2. Where did my rankings go?
3. Why isn’t Google indexing my pages?
How can i get more links?
Every website wants fast links, but the quality kind that Google likes. Anyone can outsource linkbuilding and have a company fetch 1000 links overnight and most likely get your site penalized a short time thereafter. So how do you get quality links?
Webmaster Tools provides two ways to get link value that is being discarded by your site. The first is through the “Not Found” page that lists a 404 report. It’s normal to discover 404 pages and they’ll show up for a variety of reasons:
1. Some pages were left out of a site relaunch.
2. Old news articles, case studies, or white papers have been taken down.
3. Products or services pages were taken down because they are no longer offered.
4. URL structure of the site was changed.
If it’s a number above or any other reason, make the most of the links that were pointing to these pages. There could be dozens of links that need to be 301 redirected to an updated page or the homepage that are currently being wasted.
The second way Webmaster Tools can give your site link love is through the settings tab. It’s here you’re able to select your preferred domain, either the non www or the www version. While it’s recommended that this be done through a 301 redirect, sometimes this request is further down on the list of things to do. Why wait a month to pass on link value that is currently being split? Selecting your preferred domain will pass on the link juice from the non www to the www or vice versa.
Where did my rankings go?
Many of you have woken up one morning to find your rankings dropped significantly. There are many reasons why rankings can fall and it’s usually difficult to pinpoint exactly why it happened. It’s especially difficult to pinpoint a reason why some keywords for a site fall while others have not moved at all. Taking an Edison approach to the problem is one of the best ways to figure this out:
“If I find 10,000 ways something won’t work, I haven’t failed. I am not discouraged, because every wrong attempt discarded is another step forward.”
Eliminating areas that could have caused the problem is one of the best ways to narrow down a working solution. Webmaster Tools can help with this issue in two ways.

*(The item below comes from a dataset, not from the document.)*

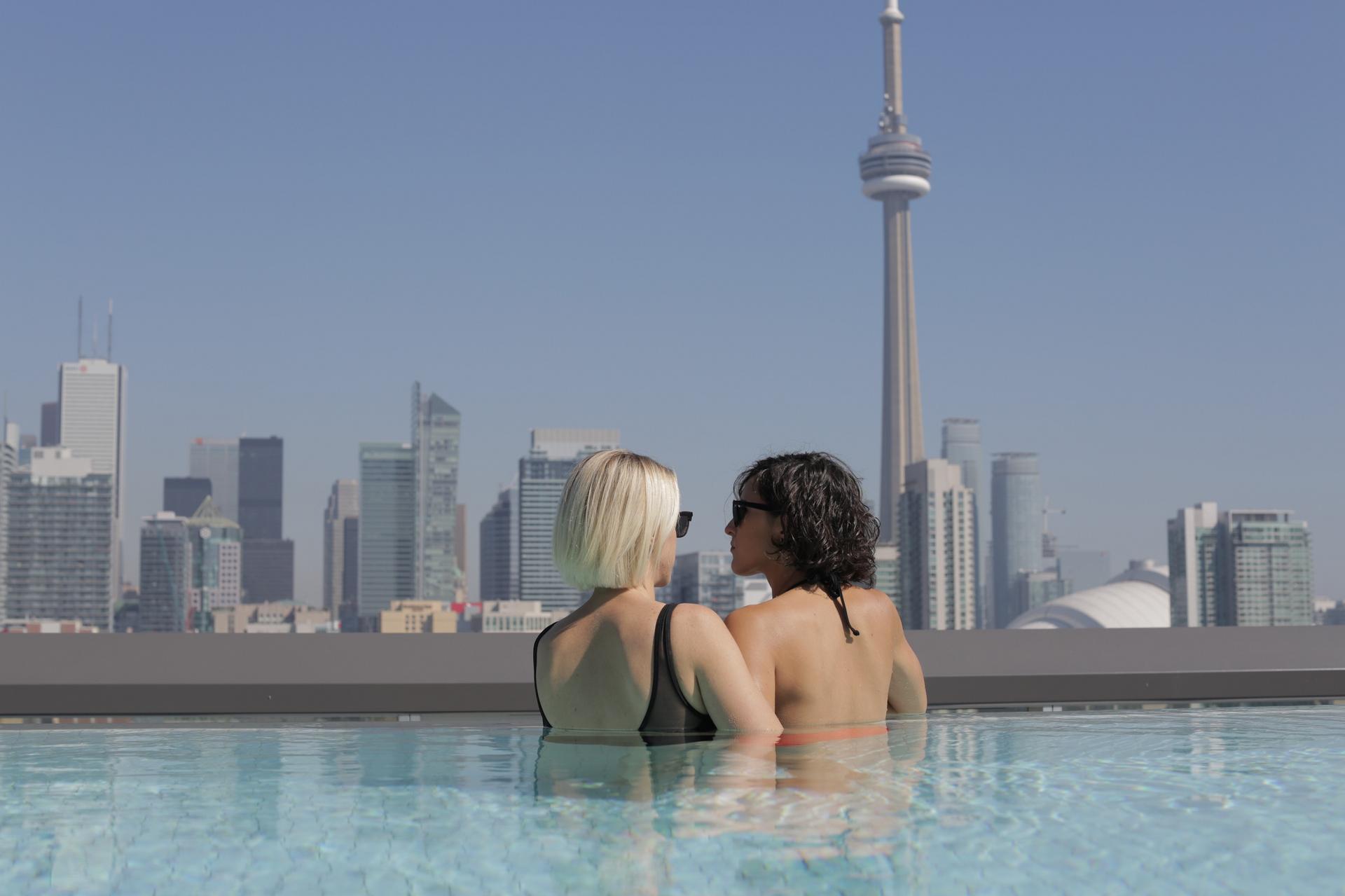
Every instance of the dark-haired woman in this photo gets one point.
(827, 649)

Pages returning timeout errors & 404 errors are listed in the Overview section. Google states at the top of the page “We had problems crawling the pages listed here, and as a result they won’t be added to our index and will not appear in search results.” If pages are showing up in here and rankings have fallen, you should dig further into defining what caused your site to have a timeout or another type of error.
The second way Webmaster tools helps determine why rankings fell is a little less common, but still something that should be checked. Google reports on all pages being blocked by your robots.txt file. Using robots.txt is a great way to keep Google away from pages that are necessary, but you won’t want the engines to index them. These might be secure pages, pages that create a duplicate content issue, or development/test site pages. If you’ve recently implemented a robots.txt file, scroll through this report in Webmaster Tools to make sure you didn’t accidentally block the engines from accessing pages you are targeting. The answer might not be there, but why wouldn’t you want to eliminate the possibility?
Why isn’t Google indexing my pages?
This can be a big issue for newer sites. For a good way to monitor how well Google likes the flow of your site, Webmaster Tools suggests running a site: search on your domain.
Watch how many pages Google is indexing every few days. If this number is not growing, check to see when the last time your site was cached, then jump into the stats in Webmaster Tools to see if there are any errors. New sites can take a long time to be cached on a regular basis. If you are seeing pages indexed in Google, but not Yahoo, jump into Site Explorer to monitor how many pages are being indexed. Another helpful resource is Autocrat in Webmaster Help. He lays down a number of other reasons why your site could be having trouble getting indexed.
Webmaster Tools is a great resource for the above complaints, but also for solving a host of other issues. If you’re unfamiliar with Webmaster Tools, it’s easy to use, so dig around to find possible errors and opportunities for your site.